Michel Sclavo a rejoint l’entreprise de son père et de son grand-père au début des années 80 — Photo : Rémi Baldy/Le Journal des Entreprises

Vous allez fêter les 100 ans du groupe en juin prochain, quel regard portez-vous sur la société et ses évolutions ?

Michel Sclavo : Aujourd’hui, la 4e génération (ndlr : les arrière-petits-fils du fondateur) s’installe avec une autre vision de l’entreprise. Mon grand-père est arrivé d’Italie avec ses sept frères parce qu’il n’y avait pas de travail chez eux. Chiffonnier était un métier que personne ne voulait faire, donc il s’est lancé là-dedans. C’était déjà du recyclage, mais ça ne s’appelait pas comme ça. Mon père a pris la suite parce que ça fonctionnait bien, il a choisi de se spécialiser dans les fers et métaux. Mon frère Jean-Marc, l’actuel président, a succédé à notre père après sa mort à la fin des années 70. Je l’ai rejoint avec mon autre frère (ndlr : Antoine, aujourd’hui décédé), nous avons acheté une première benne, ce qui a été un tournant puisque nous avons pu traiter les déchets, notre cœur de métier aujourd’hui.

Après avoir couvert les Alpes-Maritimes, vous vous êtes étendus au Var en 1986, mais pas plus loin. Pourquoi ?

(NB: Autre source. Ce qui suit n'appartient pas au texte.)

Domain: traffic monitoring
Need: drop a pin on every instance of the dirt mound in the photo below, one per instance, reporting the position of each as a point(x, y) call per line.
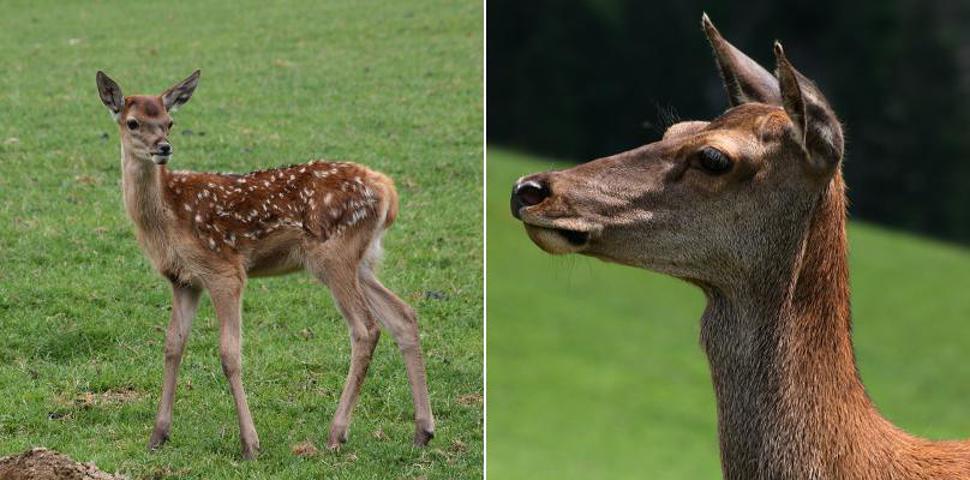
point(44, 464)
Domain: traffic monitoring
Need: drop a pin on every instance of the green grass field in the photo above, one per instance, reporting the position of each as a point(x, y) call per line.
point(594, 370)
point(394, 85)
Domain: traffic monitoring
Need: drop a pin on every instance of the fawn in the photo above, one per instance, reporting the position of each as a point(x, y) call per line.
point(212, 231)
point(751, 208)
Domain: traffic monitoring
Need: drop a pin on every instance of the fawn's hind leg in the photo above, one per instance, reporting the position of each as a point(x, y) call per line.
point(226, 295)
point(340, 275)
point(399, 318)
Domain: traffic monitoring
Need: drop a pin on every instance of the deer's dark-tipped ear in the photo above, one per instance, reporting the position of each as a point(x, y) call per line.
point(180, 93)
point(744, 80)
point(110, 94)
point(816, 126)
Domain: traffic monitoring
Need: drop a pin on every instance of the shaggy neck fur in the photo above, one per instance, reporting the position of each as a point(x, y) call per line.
point(790, 401)
point(141, 184)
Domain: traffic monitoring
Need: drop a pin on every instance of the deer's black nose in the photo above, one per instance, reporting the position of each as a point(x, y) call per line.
point(528, 193)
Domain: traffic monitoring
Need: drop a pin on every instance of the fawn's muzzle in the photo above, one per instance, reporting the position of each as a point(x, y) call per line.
point(526, 194)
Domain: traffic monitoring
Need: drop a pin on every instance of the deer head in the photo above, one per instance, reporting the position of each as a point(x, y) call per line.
point(709, 201)
point(144, 120)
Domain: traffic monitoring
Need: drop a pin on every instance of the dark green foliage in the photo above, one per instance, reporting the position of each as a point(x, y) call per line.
point(580, 79)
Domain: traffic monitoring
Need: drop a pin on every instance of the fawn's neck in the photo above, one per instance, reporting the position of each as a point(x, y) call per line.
point(141, 184)
point(790, 401)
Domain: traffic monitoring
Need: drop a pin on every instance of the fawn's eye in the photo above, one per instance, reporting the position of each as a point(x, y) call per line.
point(714, 161)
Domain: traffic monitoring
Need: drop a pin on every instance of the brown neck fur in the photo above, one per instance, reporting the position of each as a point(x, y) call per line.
point(142, 188)
point(790, 401)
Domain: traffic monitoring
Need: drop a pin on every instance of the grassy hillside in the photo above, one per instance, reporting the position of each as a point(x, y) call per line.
point(394, 85)
point(594, 370)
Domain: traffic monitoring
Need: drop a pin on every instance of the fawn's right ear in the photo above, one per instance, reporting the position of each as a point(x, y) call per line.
point(111, 95)
point(744, 80)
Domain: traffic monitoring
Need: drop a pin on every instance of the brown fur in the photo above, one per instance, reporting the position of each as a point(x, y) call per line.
point(209, 231)
point(766, 241)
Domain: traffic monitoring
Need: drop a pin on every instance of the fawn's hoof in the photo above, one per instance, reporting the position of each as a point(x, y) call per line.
point(337, 438)
point(158, 438)
point(250, 451)
point(422, 436)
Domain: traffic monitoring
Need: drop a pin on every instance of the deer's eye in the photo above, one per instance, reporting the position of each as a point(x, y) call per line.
point(714, 161)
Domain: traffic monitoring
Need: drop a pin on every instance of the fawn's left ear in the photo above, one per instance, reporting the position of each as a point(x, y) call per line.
point(110, 94)
point(817, 128)
point(180, 93)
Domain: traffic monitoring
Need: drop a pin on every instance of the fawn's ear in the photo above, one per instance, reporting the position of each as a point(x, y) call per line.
point(110, 94)
point(744, 80)
point(180, 93)
point(817, 128)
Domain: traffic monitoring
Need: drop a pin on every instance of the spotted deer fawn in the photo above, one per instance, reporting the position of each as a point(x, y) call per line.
point(750, 207)
point(209, 231)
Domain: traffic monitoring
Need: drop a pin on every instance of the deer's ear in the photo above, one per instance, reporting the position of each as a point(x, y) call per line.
point(110, 94)
point(744, 80)
point(816, 126)
point(180, 93)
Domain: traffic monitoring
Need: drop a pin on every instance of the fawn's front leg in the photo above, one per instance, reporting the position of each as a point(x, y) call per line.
point(227, 300)
point(185, 301)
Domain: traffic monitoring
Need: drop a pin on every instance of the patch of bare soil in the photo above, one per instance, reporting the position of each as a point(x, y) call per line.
point(44, 464)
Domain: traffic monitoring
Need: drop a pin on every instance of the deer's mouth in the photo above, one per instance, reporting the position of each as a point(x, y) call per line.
point(558, 240)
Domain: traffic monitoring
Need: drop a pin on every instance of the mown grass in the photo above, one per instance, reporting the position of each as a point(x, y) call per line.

M.L : Nous faisons avec les moyens à disposition, nos opérations sont réalisées sur fonds propres… Pour le Var, c’était proche et les finances nous le permettaient. Aller à Marseille ou Bordeaux, ça devient compliqué. (Il pointe du doigt une pelle sur pneus Liebherr) Une machine comme ça, c’est 300 000 euros et à chaque fois il faut les terrains, les autorisations… Le développement vient de façon naturelle, nous ne sommes pas dans un état d’esprit de conquête. Pour aider les entreprises familiales, nous avons lancé le réseau Praxy (ndlr : 18 associés) qui regroupe des sociétés comme la nôtre partout en France et permet d’investir à plusieurs sur des projets.

L’aventure Sclavo aurait pu s’arrêter au début des années 90 avec une offre de rachat américaine…

M.L : Avec la crise des matières premières, les entreprises mettaient la clé sous la porte les unes après les autres. Nous n’étions plus payés, mais on s’est accroché pour ne virer personne et continuer. Quand une offre de rachat est arrivée, la question de vendre s’est sérieusement posée. Ni notre grand-père, ni notre père, n’avaient vendu et nous avons finalement choisi de tout faire pour sauver l’entreprise. Mais ça nous a marqués. Pendant près de 10 ans, nous avons mis le bénéfice de côté pour créer une réserve en cas de coup dur. Nous ne voulions plus jamais revivre ce genre de situation.

Comment expliquez-vous que chaque génération s’inscrive dans l’histoire de la société ?

M.L : On essaye de transmettre le goût de ce métier et l’envie d’en faire une industrie. Mais ce sont aussi des valeurs que l’on transmet hors du travail, à la maison en se réunissant tous ensemble. La famille, ça fédère. Aujourd’hui, il n’y a pas que les Sclavo, on a aussi embauché des personnes que l’on connaît depuis longtemps, qui ont grandi avec nos enfants. On parle de famille, mais cela correspond plus à l’emploi que l’on pourrait en faire avec la mafia, sans les activités illégales et criminelles bien sûr (rires). Je m’aperçois que si la troisième génération doit se retirer, la 4e continue de transmettre notre savoir-faire et l’envie de toujours s’améliorer pour être les meilleurs. Ce sont plusieurs familles qui font notre grande famille, sans ça nous ne sommes rien.

Vous agrandissez votre « famille » pour vous adapter, mais cela passe aussi par l’élargissement des activités avec un site qui va ouvrir à Fréjus pour la déconstruction des bateaux…

M.L : C’est une activité que nous faisons déjà à la marge, mais le marché a un gros potentiel avec 6000 unités en Paca, plus tous les bateaux qui arrivent en fin de vie. C’est pour mieux y répondre que nous lançons notre 9e site, il devrait sortir de terre pour le premier trimestre 2019. Cela représente un investissement de plusieurs millions d’euros et la création, dès le départ, d’une dizaine d’emplois durables et non délocalisables.

Quel est le grand défi du groupe aujourd’hui ?
M.L : Faire évoluer le modèle économique général pour que le déchet ne soit plus vu comme quelque chose à faire disparaître, mais comme une ressource, une matière noble. Cela passe par une évolution des mentalités au niveau des institutions.